Contextualising Literature: From Genesis to Generation X

Module code: EN3152

Module co-ordinator: to be confirmed

This module considers the question of context in literary studies. It defines what a context is and assesses its importance in literature: when did context become so dominant in literary studies and why? It addresses the fundamental questions of what kinds of context there are and how much weight should be attached to each. It also focuses on the material contexts of literature by introducing students to the rich literary book culture from the Middle Ages to the internet.
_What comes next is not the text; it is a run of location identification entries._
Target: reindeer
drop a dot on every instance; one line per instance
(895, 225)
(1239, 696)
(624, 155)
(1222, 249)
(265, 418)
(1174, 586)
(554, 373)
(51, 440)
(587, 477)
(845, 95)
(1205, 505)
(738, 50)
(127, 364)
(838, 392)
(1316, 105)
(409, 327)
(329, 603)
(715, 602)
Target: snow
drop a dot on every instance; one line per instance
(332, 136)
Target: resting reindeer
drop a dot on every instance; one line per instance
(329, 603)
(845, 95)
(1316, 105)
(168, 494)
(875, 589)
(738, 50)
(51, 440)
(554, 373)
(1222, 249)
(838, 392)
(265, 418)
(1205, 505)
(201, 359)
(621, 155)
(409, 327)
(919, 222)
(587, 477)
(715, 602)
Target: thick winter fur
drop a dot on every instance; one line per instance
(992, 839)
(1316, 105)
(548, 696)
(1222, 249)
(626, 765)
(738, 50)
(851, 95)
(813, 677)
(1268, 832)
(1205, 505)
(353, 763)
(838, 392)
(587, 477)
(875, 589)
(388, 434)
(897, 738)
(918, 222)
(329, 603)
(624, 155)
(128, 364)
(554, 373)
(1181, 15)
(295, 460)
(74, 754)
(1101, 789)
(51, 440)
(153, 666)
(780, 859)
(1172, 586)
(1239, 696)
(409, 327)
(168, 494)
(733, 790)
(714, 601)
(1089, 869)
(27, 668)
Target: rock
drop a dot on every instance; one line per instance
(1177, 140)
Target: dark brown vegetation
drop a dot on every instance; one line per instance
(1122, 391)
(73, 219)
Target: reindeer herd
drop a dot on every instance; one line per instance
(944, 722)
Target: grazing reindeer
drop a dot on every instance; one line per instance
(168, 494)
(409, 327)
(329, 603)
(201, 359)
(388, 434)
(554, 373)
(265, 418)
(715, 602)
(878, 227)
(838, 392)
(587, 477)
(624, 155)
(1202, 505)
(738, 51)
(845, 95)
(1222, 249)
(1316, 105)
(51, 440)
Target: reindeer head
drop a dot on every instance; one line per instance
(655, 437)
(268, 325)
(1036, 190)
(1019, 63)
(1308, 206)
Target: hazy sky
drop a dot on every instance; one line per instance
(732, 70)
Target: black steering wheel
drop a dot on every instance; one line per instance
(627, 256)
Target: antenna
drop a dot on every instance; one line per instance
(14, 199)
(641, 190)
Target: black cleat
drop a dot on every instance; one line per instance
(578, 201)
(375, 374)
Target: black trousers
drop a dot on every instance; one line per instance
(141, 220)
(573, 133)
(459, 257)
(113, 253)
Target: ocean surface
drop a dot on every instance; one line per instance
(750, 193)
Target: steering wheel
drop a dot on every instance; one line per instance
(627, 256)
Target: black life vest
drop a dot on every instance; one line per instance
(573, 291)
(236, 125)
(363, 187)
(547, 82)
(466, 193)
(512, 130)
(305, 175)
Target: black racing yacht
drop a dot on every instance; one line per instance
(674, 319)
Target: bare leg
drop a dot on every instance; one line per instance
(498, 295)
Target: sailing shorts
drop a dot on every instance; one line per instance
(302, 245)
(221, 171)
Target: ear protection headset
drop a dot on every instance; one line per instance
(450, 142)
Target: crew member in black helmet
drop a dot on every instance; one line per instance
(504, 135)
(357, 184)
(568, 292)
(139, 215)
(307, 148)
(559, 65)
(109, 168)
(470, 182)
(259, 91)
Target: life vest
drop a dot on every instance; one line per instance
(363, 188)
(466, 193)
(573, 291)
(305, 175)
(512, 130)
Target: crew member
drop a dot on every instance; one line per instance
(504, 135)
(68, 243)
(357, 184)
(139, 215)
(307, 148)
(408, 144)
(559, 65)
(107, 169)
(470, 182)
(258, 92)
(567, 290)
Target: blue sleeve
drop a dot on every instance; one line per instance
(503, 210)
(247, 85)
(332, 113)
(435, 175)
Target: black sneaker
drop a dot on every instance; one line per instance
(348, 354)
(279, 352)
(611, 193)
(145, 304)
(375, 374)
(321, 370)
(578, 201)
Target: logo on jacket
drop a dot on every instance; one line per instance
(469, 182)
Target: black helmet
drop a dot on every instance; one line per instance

From a theoretical approach on the definition of literature in context, this course will engage and build on texts that may already be familiar to you. We will focus on the reading of literature from a material perspective that will give you a sound knowledge of how to read texts as material objects. Issues of commodification, objectification, and consumption will be explored and questioned in relation to books and authors across the English literary period with a particular focus on:

  • the Bible
  • Chaucer
  • Malory
  • Wyatt
  • Jonson
  • Woolf 

You will consider a selection of manuscript and digital documents and explore how they relate to ideas about the plurality of texts, the acceptance of textual variance, the absence of canonicity, and different perceptions of 'authority'.

Learning

Weekly seminars are based on discussion and individual or group presentations. We may start with books that provide an overview of the subject, such as Barry, Literature in Contexts, and Kelliher and Brown, English Literary Manuscripts. Copies of additional material will be made available by your tutor. A few practical sessions led by staff in Special Collections at the library will help you learn how to decipher difficult manuscript documents.

By the end of the course you will have gained...

  • The ability to relate critically to the concept of literature in contexts
  • The ability to analyse and evaluate literary material cultures
  • The ability to read handwritten literary manuscripts
  • Teamwork, attention to detail, and problem-solving skills

Assessment

  • One essay of 5,000 words. Transcription exercises will be set but are non-assessed.